Like all good works of fiction, “Call the Landscaper” will be drawn from real life stories. I see them happening all around me right now. Sadly, I can only write about them, because the state of my pocketbook dictates that I go through autumn garden labor on my own. It is a daunting task and rivals spring in its urgency and complexity.
It has been an exceptionally busy year, with incessant work and not enough garden time. Now the chores stretch endlessly before me, the daylight dwindles every day, and the holidays loom on the horizon. Boxes of bulbs are sitting on my dining room table, and house plants, newly returned from outdoor summer vacations, languish in my indoor holding area awaiting relocation to their winter homes. Outside the leaves are piling up and the grass is still growing underneath them. The New England asters, which were breathtaking four weeks ago, look derelict now. Shrubs have grown large and those that self-seed promiscuously, like the five roses-of-Sharon, are going about that business with unbridled enthusiasm. If I don’t get to them quickly, I will be grubbing out their offspring for weeks next March, April and May. It is clear that either I will finish the garden chores or they will finish me by Thanksgiving.

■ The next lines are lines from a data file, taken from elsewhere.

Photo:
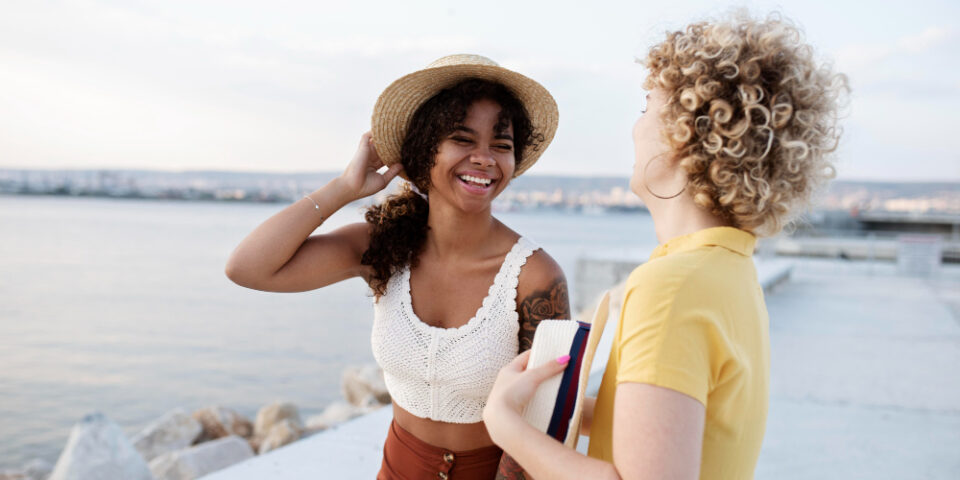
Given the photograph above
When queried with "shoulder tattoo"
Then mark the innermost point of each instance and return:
(550, 303)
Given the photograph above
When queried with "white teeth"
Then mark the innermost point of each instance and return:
(472, 179)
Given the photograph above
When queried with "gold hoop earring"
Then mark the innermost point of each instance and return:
(647, 187)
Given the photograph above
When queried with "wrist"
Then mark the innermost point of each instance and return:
(499, 420)
(342, 192)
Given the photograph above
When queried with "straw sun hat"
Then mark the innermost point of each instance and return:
(397, 104)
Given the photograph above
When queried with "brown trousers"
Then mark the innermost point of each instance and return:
(406, 457)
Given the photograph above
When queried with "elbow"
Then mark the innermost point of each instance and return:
(235, 271)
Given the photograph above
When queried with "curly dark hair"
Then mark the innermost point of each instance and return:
(399, 224)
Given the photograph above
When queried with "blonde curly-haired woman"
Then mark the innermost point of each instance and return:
(737, 135)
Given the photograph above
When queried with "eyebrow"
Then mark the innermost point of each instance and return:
(498, 136)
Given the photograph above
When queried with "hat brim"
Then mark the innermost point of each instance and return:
(596, 332)
(400, 100)
(554, 338)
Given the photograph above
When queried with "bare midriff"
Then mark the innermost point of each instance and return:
(452, 436)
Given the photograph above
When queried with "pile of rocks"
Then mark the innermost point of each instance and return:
(186, 446)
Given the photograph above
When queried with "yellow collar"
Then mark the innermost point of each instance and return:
(733, 239)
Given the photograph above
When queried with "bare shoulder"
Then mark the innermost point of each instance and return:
(541, 271)
(357, 235)
(541, 295)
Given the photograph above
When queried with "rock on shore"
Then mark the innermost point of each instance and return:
(98, 449)
(173, 431)
(219, 422)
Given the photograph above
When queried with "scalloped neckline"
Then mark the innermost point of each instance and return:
(407, 298)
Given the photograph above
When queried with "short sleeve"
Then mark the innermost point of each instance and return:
(664, 341)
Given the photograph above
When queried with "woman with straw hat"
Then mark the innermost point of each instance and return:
(738, 131)
(457, 292)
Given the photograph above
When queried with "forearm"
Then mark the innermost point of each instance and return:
(543, 457)
(271, 245)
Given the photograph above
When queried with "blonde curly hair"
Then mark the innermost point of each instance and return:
(750, 116)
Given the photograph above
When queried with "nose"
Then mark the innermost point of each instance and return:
(482, 158)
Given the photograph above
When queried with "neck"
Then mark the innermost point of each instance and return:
(679, 216)
(453, 232)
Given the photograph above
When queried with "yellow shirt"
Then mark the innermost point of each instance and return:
(694, 321)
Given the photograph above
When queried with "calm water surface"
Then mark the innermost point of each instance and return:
(122, 306)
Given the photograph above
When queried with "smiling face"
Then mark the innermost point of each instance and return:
(475, 162)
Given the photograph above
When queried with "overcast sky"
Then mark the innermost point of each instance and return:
(289, 85)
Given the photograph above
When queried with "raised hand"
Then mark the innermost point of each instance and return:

Multi-tasking is the order of the day, though it would help if I had extra sets of arms and legs, plus the need for only two hours of sleep each night. In my desperation I turn to power tools, especially my prize possession, a new cordless electric hedge trimmer, which works equally well on shrubs and New England aster stalks. I have resisted acquiring a leaf blower, but I may have to rethink. Gass-powered blowers are deafening, but the electric ones are less noisy. It seems appropriate that once I have swept through the hedges, specimen shrubs and asters like an avenging angel with an electric arm, I should be able to blow the debris to a central location where they can be bagged.
I can accelerate through mowing because I never bag leaves. My electric mower shreds the leaves and mows the grass simultaneously. After laboring through the grass and shrubs, I turn my attention to the perennials, all of which need cutting back, and the annuals, all of which require removal. Removal creates holes, which I enlarge to accommodate spring bulbs. I use fall desperation to create excellent spring landscape effects by creating large, deep planting holes that can house five or seven bulbs side by side. The bulbs also go in lasagna style, with big ones like daffodils, hyacinths and the larger tulips on the bottom of each hole. They are then covered with a layer of soil that serves as a base for smaller tulips. The middle layer of smaller tulips is covered with more soil, which in turn serves as a base for crocuses, chionodoxa and other diminutive bulbs. Once a hole is filled with this bulb lasagna, I lay a layer of lavender trimmings over the spot. This means that I don’t have to bag up the lavender trimmings, and, with luck, the garden varmints will be deterred by the pervasive fragrance.
I try to do all of the above at high speed, but hindered by my own clumsiness and other limitations and distractions, I can never go as fast as I intend. By Thanksgiving, I am thinking about the General Confession that I say each Sunday in church, seeking forgiveness for things done and—especially–left undone.
And that is why I intend to write “Call the Landscaper”. If all goes according to plan, the proceeds will relieve my garden labor and deliver a tidy landscape.